The Bengal Annual: A Digital Exploration of Non-Canonical British Romantic Literature

Metrics: Genres and Authors

Our data shows that of the translated texts, a majority of page numbers are delegated to the Persian (of which a majority of the population were Muslim) to English translations. There are a variety of reasons why this could be. Connecting to the fact that about 75 pages of the whole annual are dedicated to a story about the Scottish Highlands, another English territory, the abundance of texts that are not strictly about India may reflect an imperialist show of power. In sum, by translating a variety of texts into English from territories they do and do not own, the British are extending their power—in this case, their power to make the incomprehensible now comprehensible for their citizens. The annual even features a text translated from Hebrew, demonstrating the Empire’s ability to control this language as well. This demonstrates a linguistic control of 3 different peoples and religions: Hebrew, Hindu, and Muslim (Persian). Including more texts than simply those translated from the Hindu paints an image of a British Empire that has mastered the “secret” languages of the Orient.

While the Annual is about 350 pages in length, only 15 of those pages are allotted to female writers. Why could this be? The life of a British woman in this time was dominated by the whims of her husband. For example, according to the Charlotte Smith Story Map, British author Charlotte Smith’s marriage was rife with tragedy and suffered under an oppressive patriarch: “It was a catastrophic, life-altering relationship for Charlotte Smith. The spendthrift and abusive Benjamin destabilized her life, forcing the family to move from house to house for financial reasons” (Dolan, Andrews, & Reisert).

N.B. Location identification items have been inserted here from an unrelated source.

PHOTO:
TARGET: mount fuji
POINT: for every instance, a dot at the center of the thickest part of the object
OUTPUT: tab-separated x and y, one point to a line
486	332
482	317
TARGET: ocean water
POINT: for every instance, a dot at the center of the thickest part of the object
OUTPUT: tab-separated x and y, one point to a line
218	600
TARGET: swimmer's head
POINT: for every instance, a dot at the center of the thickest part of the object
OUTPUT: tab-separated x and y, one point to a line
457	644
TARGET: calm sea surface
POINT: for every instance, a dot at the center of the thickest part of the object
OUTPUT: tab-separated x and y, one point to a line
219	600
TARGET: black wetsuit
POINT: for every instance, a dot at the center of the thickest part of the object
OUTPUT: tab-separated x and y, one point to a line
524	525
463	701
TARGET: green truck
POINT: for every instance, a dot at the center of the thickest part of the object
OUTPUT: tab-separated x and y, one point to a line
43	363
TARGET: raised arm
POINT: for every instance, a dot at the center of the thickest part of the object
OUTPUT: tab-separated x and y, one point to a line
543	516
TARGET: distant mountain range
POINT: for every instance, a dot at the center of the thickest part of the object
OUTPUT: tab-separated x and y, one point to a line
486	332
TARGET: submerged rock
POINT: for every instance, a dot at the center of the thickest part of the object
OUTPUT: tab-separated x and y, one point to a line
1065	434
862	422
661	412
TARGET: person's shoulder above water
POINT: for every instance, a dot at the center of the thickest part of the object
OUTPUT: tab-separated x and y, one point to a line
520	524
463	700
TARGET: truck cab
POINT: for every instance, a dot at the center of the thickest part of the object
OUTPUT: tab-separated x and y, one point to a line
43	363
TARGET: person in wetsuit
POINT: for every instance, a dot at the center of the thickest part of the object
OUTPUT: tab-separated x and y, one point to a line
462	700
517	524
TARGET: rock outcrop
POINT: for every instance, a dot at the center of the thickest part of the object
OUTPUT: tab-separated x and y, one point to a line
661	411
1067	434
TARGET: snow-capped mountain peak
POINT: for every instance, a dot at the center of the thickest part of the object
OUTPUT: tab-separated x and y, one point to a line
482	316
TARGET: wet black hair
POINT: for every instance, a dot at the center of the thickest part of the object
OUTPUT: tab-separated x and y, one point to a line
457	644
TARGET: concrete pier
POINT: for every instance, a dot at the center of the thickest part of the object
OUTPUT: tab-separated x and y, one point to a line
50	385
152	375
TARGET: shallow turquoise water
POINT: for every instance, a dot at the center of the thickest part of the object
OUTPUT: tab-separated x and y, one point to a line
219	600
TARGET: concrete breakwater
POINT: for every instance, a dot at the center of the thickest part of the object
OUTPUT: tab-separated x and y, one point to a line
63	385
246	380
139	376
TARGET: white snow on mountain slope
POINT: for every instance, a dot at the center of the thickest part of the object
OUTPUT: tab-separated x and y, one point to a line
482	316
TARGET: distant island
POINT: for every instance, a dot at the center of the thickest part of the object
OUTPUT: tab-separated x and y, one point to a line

Men were the patriarchal ruler of the home, and could move women from place to place and even take their money from them. This was possibly true of British women in Calcutta. As gender roles were still rigid, a married woman could only submit to an annual under their name if their husbands were supportive of their creative abilities. It could be possible, however, that the authors in this annual who are anonymous or unlisted in the contents could be women escaping such a situation.


Despite poems being the most lauded type of writing in the Romantic Era, the Bengal Annual devotes most of its pages to the Short Story. Of these, two are the longest-one story is about the capture of a Hindu man by pirates, while the other is about the superstitions of a Scottish Highlander and his more practical British traveling companion. Both stories make up about 75 pages each. India is the Southernmost British territory in Eurasia at this time, with Scotland being one of the Northernmost. What is fascinating here is that many studies of Romanticism fixate on the Romantic obsession with the East, and the later Victorian fear of it. What we see here, however, is a nestling of the Empire’s North and South in the same annual. Effectively, it conveys a similar message to the graph of the Translated Texts by Religion. While that message is “Look at our prominence as an Empire. We, the British, own the East and West,” the meaning drawn from the amount of page numbers devoted to these short stories is, “Look at our prominence. We also own the North and the South.”

Despite that the Annual was published in India, Indian writers only own 14 pages of it. However, this is unsurprising. The essay penned at the beginning of the Annual, “The Literati of British India” details exactly what the author thought of India--it is a country where the literary scene lifted it’s head “languidly,” where people have so much to do as far as colonizing goes that the act of creation is something many do not have the luxury to do, where literature of this country is compared with the metaphor of wilting flowers and plants that grow in a stunted fashion. India, in the author’s words, wants of many of the necessities needed to create great literature. In other words, or what the author is implying, is that it wants of being Britain. This implies that Britain is a fertile spring for literature naturally--but to the author, India is naturally inferior as a wellspring of creativity. Therefore, it only makes sense that only a few native born Indians, as natives of this empire and citizens of the country they deemed creatively inferior, would be represented in such small numbers.